Saturday, August 25, 2007

Boulware - NHL Lockout

Great Canadian example of Boulwareism at work.

Second paragraph best describes the current working relationship between city staff and senior managers.
Boulware’s other great idea was the concept of the “firm, fair offer,” under which an employer made its best offer to labor and then refused to bargain any further on the basis that it already had – it made an offer.

As interpreted by the parties to the NHL standoff, Boulwareism consists of making an offer and then retiring to a bunker behind the guns and ammo you’ve been stockpiling since the beginning of the last collective bargaining agreement. It’s not likely to result in resolution of the labor dispute,
SOURCE:
ACriminalWasteOfSpace.com
He writes this stuff to get it out of his system. Published by William W. Bedsworth, Associate Justice, California Fourth District Court of Appeal.

4 comments:

Anonymous said...

The city is not going to make any offer above the 17.5% wage increase. Continuing to strike is only going to punish CUPE members so that Old-tyme trade unionists can flaunt their bona fides to their socialist colleagues in other unions/NDP. The only gains the union can expect are POLITICAL in terms of damaging Sullivan/NPA. I don't think this is what the majority of CUPE members signed on for. They'd rather have the 17.5% then marching on City Hall.

Back to work said...

Picket Boy said...

It's not about the 17.5% and 5 years - that's a given.

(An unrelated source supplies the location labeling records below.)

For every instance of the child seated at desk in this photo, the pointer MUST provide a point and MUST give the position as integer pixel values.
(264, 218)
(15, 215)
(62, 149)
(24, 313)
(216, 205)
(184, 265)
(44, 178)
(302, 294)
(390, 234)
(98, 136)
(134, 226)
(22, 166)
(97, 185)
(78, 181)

From what I've gathered it's the contracting language that is the stumbling block.

The last Collective Agreement was 114 pages long, with 102 clauses and each clause has it's own sub-points.

The city claims that they are offering an agreement identical to the North Vancouver settlement.The Union wants to check under the hood instead of simply accepting the City's sale's pitch.

This dispute at it's core is a meritocracy vs seniority dispute.

Anonymous said...

This dispute at it's core is a meritocracy vs seniority dispute.

I think the union should give on this issue. If the city is accepting the North Van offer I think the union can compromise on contracting out language. The seniority era has had its day, its time public sector unions realize that the choice is between seniority and protection and below avg salary or meritocracy, competition and above avg wages.

My last prediction about this strike: the union won't announce an agreement until AFTER they have their little parade!

Back to work said...

I agree. I am pro meritocracy.

The union is so fixated on seniority it forgets it's most crucial role - that of ensuring it's staff are treated fairly.

Fairly does not mean time served.

CUPE ensures that a "god complex" manager is brought down to earth and that staff are measured through a standardized system of skills, knowledge and abilities not simply on the whim of a self important manager.